Fenton highlighted that even a Tesla electric car needs “thermal plastics, adhesives, synthetic rubber, driving on asphalt. Without hydrocarbons, Tesla blinks into nonexistence in a poof of irony. Without natural gas giving ethane to go into a cracker, to make that stuff, there is no Tesla.”

Removing all hydrocarbons from the modern economy would be like returning “to the land of 1850 but you arrive there with 7.5 billion human beings this time, on the way to having nine billion. The suffering you would inflict on the human species would be palpable.”

If all other uses of oil and gas were cut by an annual rate of 5% but petrochemical demand still grew at a 5% annual rate, “it’d be back to the same size market in 48 years…if you acknowledge that you still want to use this stuff in materials you’re right back there in 48 years, and yes, when you make hydrocarbons go into materials, there are emissions.”

If confronted with their “ignorance” on the uses of hydrocarbons, Fenton said he thinks young people sensitive to anti-fossil fuel rhetoric “are going to pivot and be like, ‘Oh no, did I say all hydrocarbons? Yeah, no I meant like coal and burn, no I like gas, gas is great. Ethane? What’s ethane? No, I still want the Super Bowl.’ You’re going to get this pivot.”

Even with “very draconian” cuts to oil and gas use, the world would still fall short of emissions limits targets based on global growth scenarios, he said, meaning governments and companies will need to develop methods for pulling carbon from the atmosphere.

Fenton speculated on a future in which the oil and gas industry’s competition comes from companies that “start to extract hydrocarbons from the atmosphere, not just from the ground.”

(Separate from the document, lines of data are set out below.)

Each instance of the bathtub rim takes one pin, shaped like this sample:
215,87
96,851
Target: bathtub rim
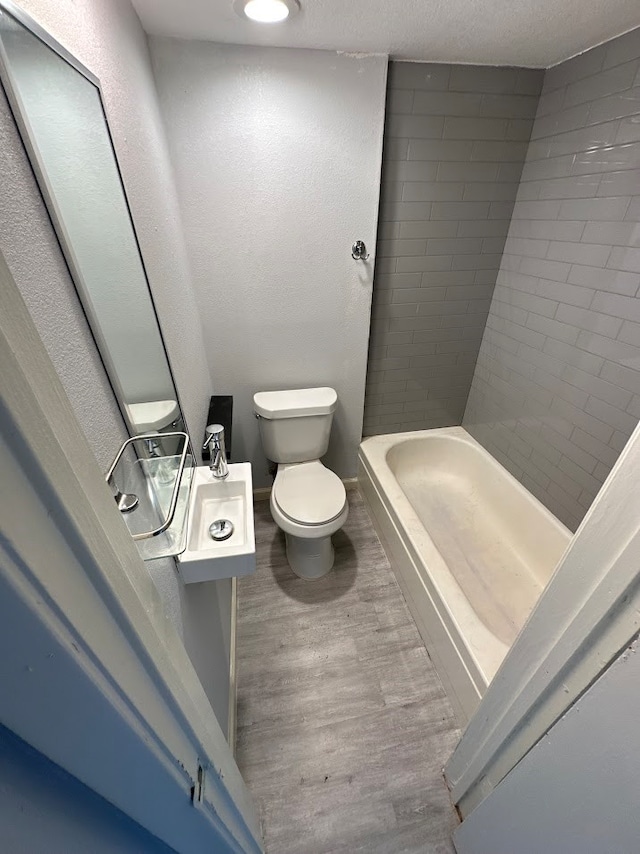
476,652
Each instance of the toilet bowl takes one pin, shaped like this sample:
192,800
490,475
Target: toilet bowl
308,501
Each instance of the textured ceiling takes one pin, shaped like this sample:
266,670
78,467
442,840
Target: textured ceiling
493,32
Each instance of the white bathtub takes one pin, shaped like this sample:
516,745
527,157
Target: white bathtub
471,548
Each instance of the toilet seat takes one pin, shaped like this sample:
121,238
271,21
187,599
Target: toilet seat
309,494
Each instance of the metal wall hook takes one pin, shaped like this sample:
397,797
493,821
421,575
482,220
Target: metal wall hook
359,251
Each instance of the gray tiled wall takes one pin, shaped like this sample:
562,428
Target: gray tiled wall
455,142
556,391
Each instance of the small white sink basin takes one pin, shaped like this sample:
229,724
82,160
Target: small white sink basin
206,559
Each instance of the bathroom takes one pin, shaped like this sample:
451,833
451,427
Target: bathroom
491,173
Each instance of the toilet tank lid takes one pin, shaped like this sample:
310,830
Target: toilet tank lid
295,402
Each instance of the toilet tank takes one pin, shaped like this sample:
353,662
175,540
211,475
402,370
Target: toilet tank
295,425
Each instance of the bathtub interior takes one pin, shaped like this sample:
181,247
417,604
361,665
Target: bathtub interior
471,548
499,543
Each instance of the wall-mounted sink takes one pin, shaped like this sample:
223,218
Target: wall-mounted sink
231,500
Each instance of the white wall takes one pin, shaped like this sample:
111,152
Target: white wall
106,36
576,791
277,155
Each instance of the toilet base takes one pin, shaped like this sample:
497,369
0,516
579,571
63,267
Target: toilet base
310,559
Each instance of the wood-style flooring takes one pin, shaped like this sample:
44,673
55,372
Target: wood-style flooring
343,724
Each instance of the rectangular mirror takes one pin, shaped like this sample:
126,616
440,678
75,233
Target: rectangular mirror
59,112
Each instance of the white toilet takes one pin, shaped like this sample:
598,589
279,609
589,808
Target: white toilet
308,502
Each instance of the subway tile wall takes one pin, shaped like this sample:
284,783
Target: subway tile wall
455,143
556,390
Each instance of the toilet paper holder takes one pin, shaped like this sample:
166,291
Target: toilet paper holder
359,251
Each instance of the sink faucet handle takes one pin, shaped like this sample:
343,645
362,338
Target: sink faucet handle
215,432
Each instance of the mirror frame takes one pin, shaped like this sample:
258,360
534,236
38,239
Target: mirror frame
51,207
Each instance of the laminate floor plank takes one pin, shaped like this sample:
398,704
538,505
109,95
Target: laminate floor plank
343,724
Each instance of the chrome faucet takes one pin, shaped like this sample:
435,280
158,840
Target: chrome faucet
217,451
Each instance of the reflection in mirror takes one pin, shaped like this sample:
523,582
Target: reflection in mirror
59,112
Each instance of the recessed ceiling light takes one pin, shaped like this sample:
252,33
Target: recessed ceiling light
266,11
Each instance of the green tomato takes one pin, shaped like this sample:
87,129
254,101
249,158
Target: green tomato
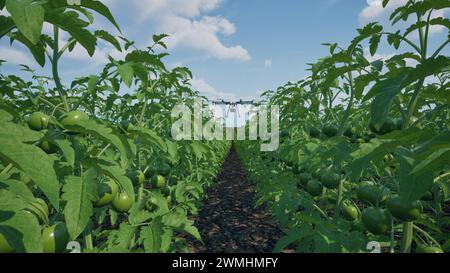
388,126
107,193
399,123
371,193
289,163
126,126
314,187
73,118
428,196
314,132
349,211
48,147
38,121
330,179
151,204
164,169
429,249
123,202
330,130
39,208
285,133
376,220
55,238
404,210
297,169
5,247
158,181
350,132
138,177
304,178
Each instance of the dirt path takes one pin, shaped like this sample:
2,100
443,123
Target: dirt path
228,222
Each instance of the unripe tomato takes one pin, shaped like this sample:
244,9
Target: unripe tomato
330,179
39,208
164,169
126,126
314,187
55,238
73,118
429,249
38,121
123,202
284,133
297,169
330,130
151,204
350,132
107,193
48,147
371,193
138,177
388,126
399,123
304,178
314,132
428,196
4,245
349,211
404,210
158,181
376,220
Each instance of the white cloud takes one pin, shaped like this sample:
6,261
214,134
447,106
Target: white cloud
374,11
189,26
210,92
15,56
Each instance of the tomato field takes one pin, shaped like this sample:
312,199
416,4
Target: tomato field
363,156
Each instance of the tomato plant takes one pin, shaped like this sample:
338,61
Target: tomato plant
77,161
364,149
374,132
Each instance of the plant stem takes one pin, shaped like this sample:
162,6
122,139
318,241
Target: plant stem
407,237
56,77
339,201
6,170
88,237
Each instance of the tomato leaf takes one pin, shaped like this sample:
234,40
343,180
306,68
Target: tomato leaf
80,193
28,17
26,157
151,236
412,187
69,21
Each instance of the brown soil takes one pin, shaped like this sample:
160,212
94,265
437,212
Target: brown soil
228,221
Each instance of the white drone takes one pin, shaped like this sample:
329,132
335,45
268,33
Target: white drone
233,106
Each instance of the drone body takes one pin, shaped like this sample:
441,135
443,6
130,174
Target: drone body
233,105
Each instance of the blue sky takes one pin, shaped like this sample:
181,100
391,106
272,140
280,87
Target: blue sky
235,48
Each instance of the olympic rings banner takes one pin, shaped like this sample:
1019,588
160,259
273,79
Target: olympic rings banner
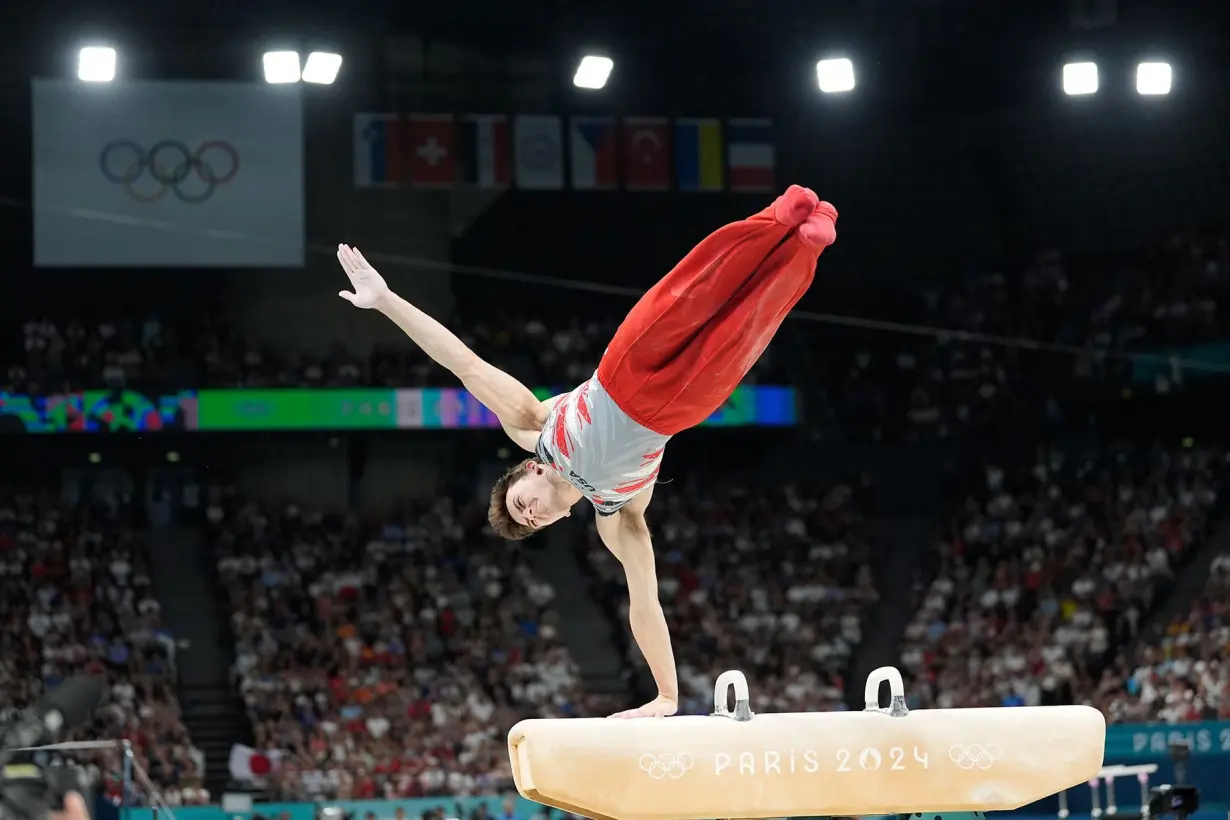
99,411
167,175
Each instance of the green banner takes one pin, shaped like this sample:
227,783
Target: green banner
297,410
304,408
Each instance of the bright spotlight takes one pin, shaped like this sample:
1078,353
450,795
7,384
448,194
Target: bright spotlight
96,64
1153,79
835,76
321,68
282,67
593,71
1080,79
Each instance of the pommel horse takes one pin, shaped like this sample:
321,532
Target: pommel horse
737,764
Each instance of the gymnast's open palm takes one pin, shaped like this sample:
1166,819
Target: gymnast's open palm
369,287
659,707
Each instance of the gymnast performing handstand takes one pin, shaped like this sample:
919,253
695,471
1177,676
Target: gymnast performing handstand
674,360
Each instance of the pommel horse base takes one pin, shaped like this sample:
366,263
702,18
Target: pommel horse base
737,764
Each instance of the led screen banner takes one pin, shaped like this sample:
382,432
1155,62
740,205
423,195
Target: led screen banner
167,175
99,411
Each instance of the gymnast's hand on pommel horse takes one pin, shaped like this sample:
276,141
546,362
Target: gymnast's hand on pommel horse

“My bet is job security” for oil and gas “is great, your industry is fine,” Fenton said. “Our species is slightly crazy right now. We’ll get past it. It is way too partisan. It is way too argumentative. It has a policy vision masquerading as science, and at some point science is going to stand up and say, ‘Wait a minute, actually that’s not right.’ And you’re going to get whatever solution the market will demand.”

He said there are misconceptions about what hydrocarbons are and where they come from that are underlying the anti-fossil fuel sentiment that has taken hold.

“I think most human beings actually believe there were these large terrestrial animals that lived a couple hundred million years ago and they fell over and then a lot of stuff got on top of them and then you dig them up and there’s a fixed supply, and that’s it,” Fenton said.

“That’s the concept they have. Most people don’t ask the question where’d the dinosaur get the carbon? Most people are not aware that geologists don’t think it was actually dinosaurs, they think it was the ferns and marine algae, because we’re talking back so many hundreds of millions of years you don’t even have dinosaurs yet.

“And then, if the plants got it from the atmosphere, where’d the atmosphere get the carbon? Interstellar space — that’s your natural logical conclusion, right? — and stars that went supernova billions of years ago,” he continued.

“So this carbon I’m spitting out right now was literally in a star 10 billion years ago, somewhere. That is not at all what I saw when I observed Columbia University students take over [university president] Lee Bollinger’s office, demanding divestment [from fossil fuels], ordering in Chinese takeout from Amsterdam Avenue delivered in styrofoam plastic, as they put in their earbuds and typed out really angry screeds on Apple Mac computers.”